Aytepe: Bence İtalyan koristler çok kolayca adapte olabildiler dilimize. Müzikle uyumlu birşekilde doğruca söyleyebildiler.

Sayın Bressan, genç müzisyenler söz konusu olunca heyecanlanıyorum dediniz, bu konser provalarında Türk ve İtalyan genç koristleri gözlemleme şansınız oldu. İzlenimleriniz nasıl?

Şaşırtıcı bir şekilde hemen kaynaşan gençler gördüm. İlk kez yan yana geldiler ama bir de baktım ki çok doğal diyalog kuruyor; bu nasıl okunuyor, şu nedir gibi sanki yıllardır arkadaş gibi samimi şekilde konuşabiliyorlar. Ben bunu müziğin birleştirici gücüne bağlıyorum. Din, politik ve sosyal farklılıklara rağmen aynı yaş grubunda iki ulusun gençleri müziğin birleştiriciliğiyle hemen kaynaştılar. Bu çok güzel bir deneyim oldu. Biz koro olarak ayrıca kültürümüzü yansıtma, başka kültürlerle kültürümüzü, müziğimizi iletişime geçirme, aktarma misyonumuz olduğuna da inanıyoruz. Bunu da İstanbul’da Türk Gençlik Korosu ile çok güzel gerçekleştirdiğimize inanıyoruz.

Sayın Bressan bu iki koroyu, İtalya’da bir konserde de görebilecek miyiz?

F.M.Bressan: Biz İtalyan Ulusal Gençlik Korosu olarak bu yıl İtalya’da 6 farklı yerde 6 konser yapacağız. Ancak henüz Türk Gençlik Korosu ile İtalya’da organize edilmiş bir konserimiz yok. Ama artık tanıştık ve de çok iyi arkadaş olduk. Birlikte İtalya’da da konser vermeyi çok isteriz, Sadece biraz uğraşıp, organizasyon yapmamız gerekli.

Son olarak sayın Aytepe, konserin sonunda iki koronun ortak seslendirdiği eserlerden biri de Türk besteci Ulvi Erkin'in Feraye türküsüydü. İtalyan Koro üyelerinin bu eserdeki performansını nasıl buldunuz?
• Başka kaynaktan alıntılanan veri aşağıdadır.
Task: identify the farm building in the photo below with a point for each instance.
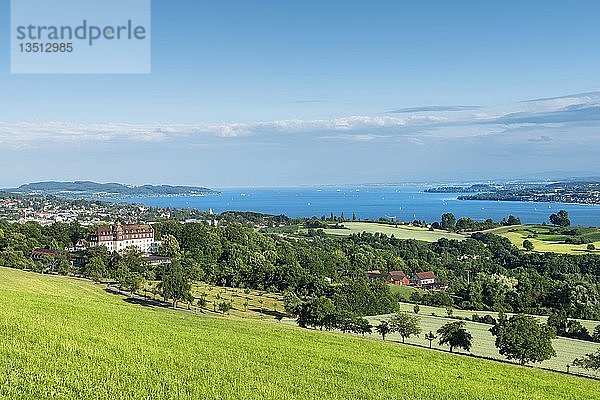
(397, 278)
(423, 279)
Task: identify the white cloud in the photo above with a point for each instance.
(559, 111)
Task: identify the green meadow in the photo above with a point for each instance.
(432, 318)
(544, 240)
(67, 338)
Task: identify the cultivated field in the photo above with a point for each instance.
(399, 232)
(69, 339)
(545, 241)
(483, 341)
(245, 303)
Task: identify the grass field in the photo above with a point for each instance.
(68, 339)
(544, 241)
(399, 232)
(483, 341)
(245, 303)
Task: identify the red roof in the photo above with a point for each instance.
(397, 275)
(425, 275)
(43, 252)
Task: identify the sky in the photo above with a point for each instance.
(287, 93)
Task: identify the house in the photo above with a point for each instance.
(397, 278)
(39, 254)
(374, 274)
(423, 278)
(118, 238)
(156, 260)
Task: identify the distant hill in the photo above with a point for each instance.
(87, 189)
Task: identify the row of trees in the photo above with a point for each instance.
(485, 272)
(520, 338)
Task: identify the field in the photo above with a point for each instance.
(69, 339)
(245, 303)
(483, 341)
(545, 241)
(399, 232)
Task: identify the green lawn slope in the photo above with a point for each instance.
(68, 339)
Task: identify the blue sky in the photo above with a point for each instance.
(268, 93)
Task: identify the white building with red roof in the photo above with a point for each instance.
(118, 238)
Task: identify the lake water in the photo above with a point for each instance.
(403, 202)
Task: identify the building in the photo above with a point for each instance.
(118, 238)
(156, 260)
(155, 247)
(374, 274)
(397, 278)
(423, 278)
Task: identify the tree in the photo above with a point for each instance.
(455, 335)
(589, 361)
(95, 268)
(596, 334)
(175, 285)
(362, 326)
(169, 246)
(132, 281)
(383, 328)
(224, 307)
(528, 245)
(558, 321)
(523, 338)
(448, 222)
(431, 337)
(405, 324)
(202, 301)
(560, 219)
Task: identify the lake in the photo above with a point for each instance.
(404, 202)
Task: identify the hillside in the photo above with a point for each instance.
(86, 189)
(67, 338)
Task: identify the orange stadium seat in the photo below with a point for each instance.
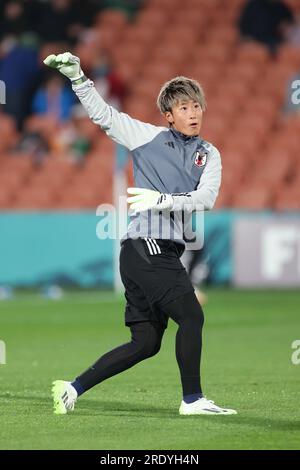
(252, 197)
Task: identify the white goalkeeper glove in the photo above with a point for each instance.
(67, 64)
(145, 199)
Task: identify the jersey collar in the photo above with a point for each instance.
(181, 136)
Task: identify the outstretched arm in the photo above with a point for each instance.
(123, 129)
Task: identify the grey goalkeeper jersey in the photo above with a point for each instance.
(164, 160)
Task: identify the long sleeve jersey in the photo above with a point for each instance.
(164, 160)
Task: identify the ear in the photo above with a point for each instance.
(169, 117)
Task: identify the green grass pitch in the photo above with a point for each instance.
(246, 365)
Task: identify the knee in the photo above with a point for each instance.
(147, 342)
(151, 345)
(187, 311)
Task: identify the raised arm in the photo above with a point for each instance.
(123, 129)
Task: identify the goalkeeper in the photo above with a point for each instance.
(175, 171)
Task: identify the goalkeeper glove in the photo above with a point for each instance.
(145, 199)
(67, 64)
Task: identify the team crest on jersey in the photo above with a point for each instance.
(201, 157)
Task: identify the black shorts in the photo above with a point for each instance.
(153, 276)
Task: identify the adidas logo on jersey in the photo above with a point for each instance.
(170, 144)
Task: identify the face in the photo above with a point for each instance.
(186, 117)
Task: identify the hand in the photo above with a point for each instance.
(66, 63)
(145, 199)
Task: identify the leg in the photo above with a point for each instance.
(145, 342)
(187, 313)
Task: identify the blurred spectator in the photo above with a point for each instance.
(54, 98)
(292, 35)
(292, 101)
(265, 21)
(56, 19)
(108, 82)
(34, 144)
(130, 7)
(12, 19)
(75, 138)
(20, 71)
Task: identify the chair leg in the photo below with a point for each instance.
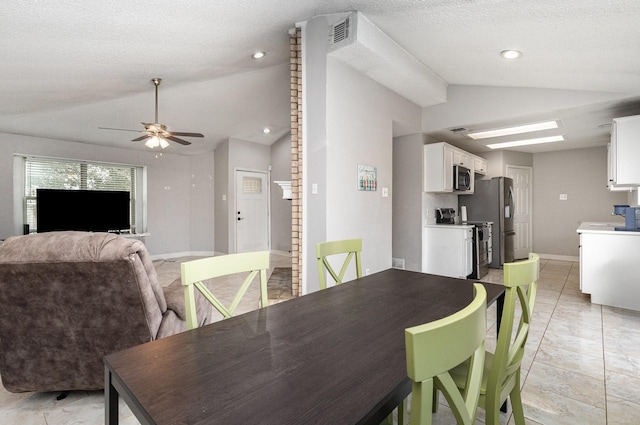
(422, 403)
(516, 402)
(402, 413)
(492, 412)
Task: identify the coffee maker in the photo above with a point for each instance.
(631, 217)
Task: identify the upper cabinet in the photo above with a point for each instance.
(624, 153)
(438, 168)
(480, 166)
(439, 160)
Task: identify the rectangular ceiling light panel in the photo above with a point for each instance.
(508, 131)
(539, 140)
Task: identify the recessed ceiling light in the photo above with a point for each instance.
(511, 54)
(518, 129)
(537, 141)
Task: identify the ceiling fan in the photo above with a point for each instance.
(156, 134)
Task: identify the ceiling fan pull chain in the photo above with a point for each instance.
(156, 82)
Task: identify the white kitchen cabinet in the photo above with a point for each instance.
(624, 152)
(480, 165)
(609, 266)
(610, 185)
(439, 159)
(447, 250)
(462, 158)
(438, 168)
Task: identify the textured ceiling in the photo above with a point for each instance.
(69, 67)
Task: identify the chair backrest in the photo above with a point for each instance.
(196, 272)
(521, 282)
(437, 347)
(351, 247)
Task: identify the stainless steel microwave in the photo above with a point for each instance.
(461, 178)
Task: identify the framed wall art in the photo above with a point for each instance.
(367, 178)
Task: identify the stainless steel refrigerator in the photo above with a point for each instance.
(492, 200)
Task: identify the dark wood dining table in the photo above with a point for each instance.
(335, 356)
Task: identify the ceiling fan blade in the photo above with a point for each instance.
(179, 133)
(118, 129)
(175, 139)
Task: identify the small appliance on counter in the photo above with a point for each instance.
(445, 216)
(631, 217)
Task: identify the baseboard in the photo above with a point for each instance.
(559, 257)
(171, 255)
(184, 254)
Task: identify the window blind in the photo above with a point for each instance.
(46, 173)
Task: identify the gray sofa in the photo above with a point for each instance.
(69, 298)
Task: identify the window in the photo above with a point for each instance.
(51, 173)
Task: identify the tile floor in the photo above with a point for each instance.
(582, 365)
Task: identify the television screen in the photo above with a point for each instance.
(86, 210)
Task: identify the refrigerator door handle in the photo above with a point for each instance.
(512, 203)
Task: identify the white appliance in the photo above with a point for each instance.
(447, 250)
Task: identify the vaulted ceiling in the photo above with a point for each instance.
(69, 67)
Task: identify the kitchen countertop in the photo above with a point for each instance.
(456, 226)
(604, 228)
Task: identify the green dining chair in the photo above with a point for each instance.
(195, 272)
(502, 368)
(434, 348)
(351, 247)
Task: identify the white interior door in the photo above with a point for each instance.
(522, 217)
(252, 211)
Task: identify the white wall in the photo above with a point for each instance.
(351, 126)
(407, 200)
(179, 195)
(582, 175)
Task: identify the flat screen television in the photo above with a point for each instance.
(85, 210)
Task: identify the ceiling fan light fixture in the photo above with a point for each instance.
(153, 142)
(511, 54)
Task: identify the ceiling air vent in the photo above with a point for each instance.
(340, 31)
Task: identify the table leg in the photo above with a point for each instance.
(111, 400)
(499, 309)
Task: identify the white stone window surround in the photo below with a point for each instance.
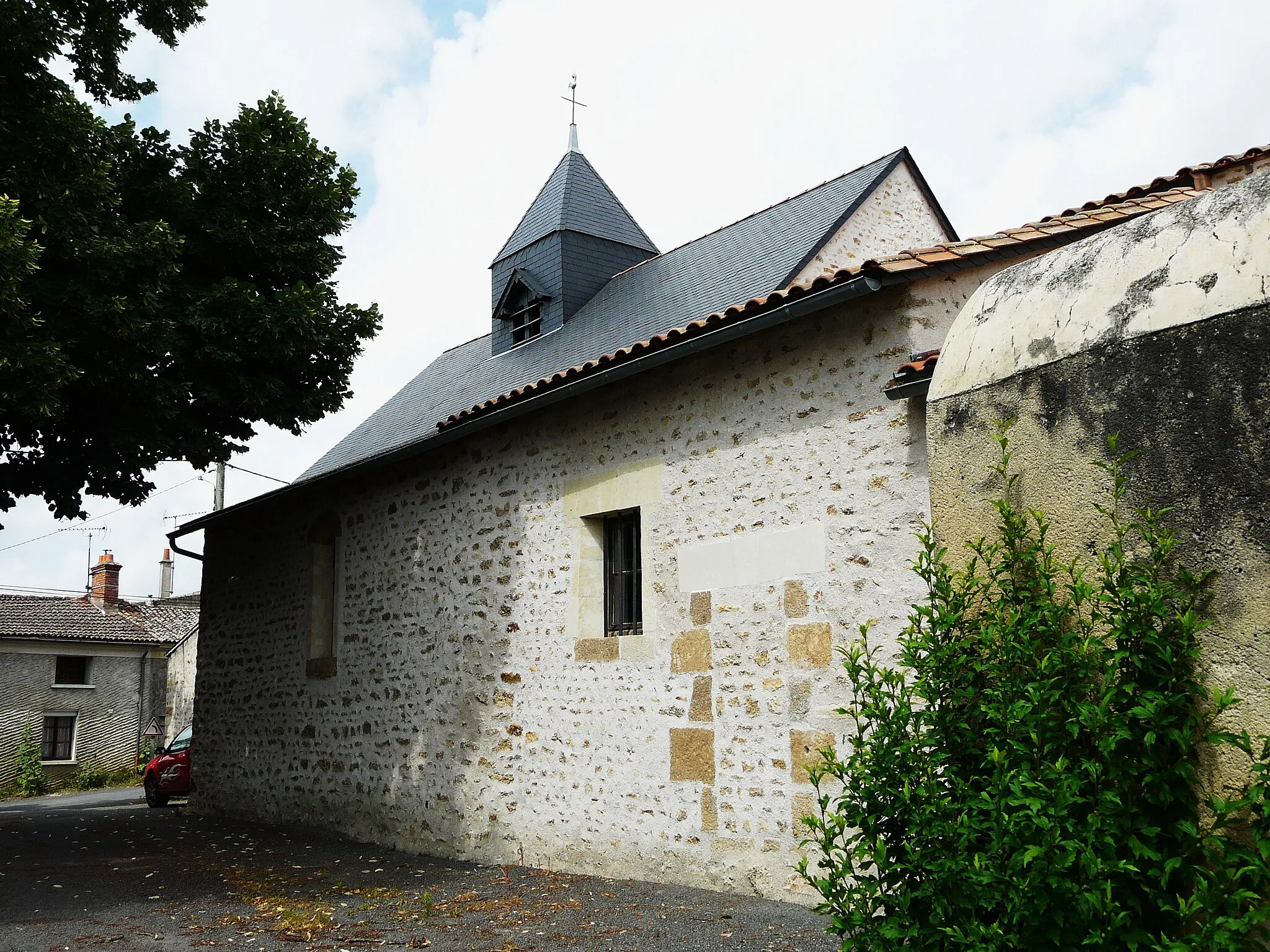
(74, 759)
(587, 500)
Ulvi Cemal Erkin'in Feraye türküsü, Ege bölgesi'neait, acı bir hikâye taşıyan biraz ağır bir türkü. Şimdi, iki koro bir araya gelip de böyle bir türküyü seslendirince oradaki atmosfer ve bu büyük topluluğun yarattığı etki bambaşka oldu. Ne yazık ki benzer acılar da tüm dünyada yaşandığı için, iki topluluk tek bir ruh hali ile oldukça derin bir icra gerçekleştirdi. Ayrıca İtalyan Gençlik Korosu’nun performansı da harikaydı.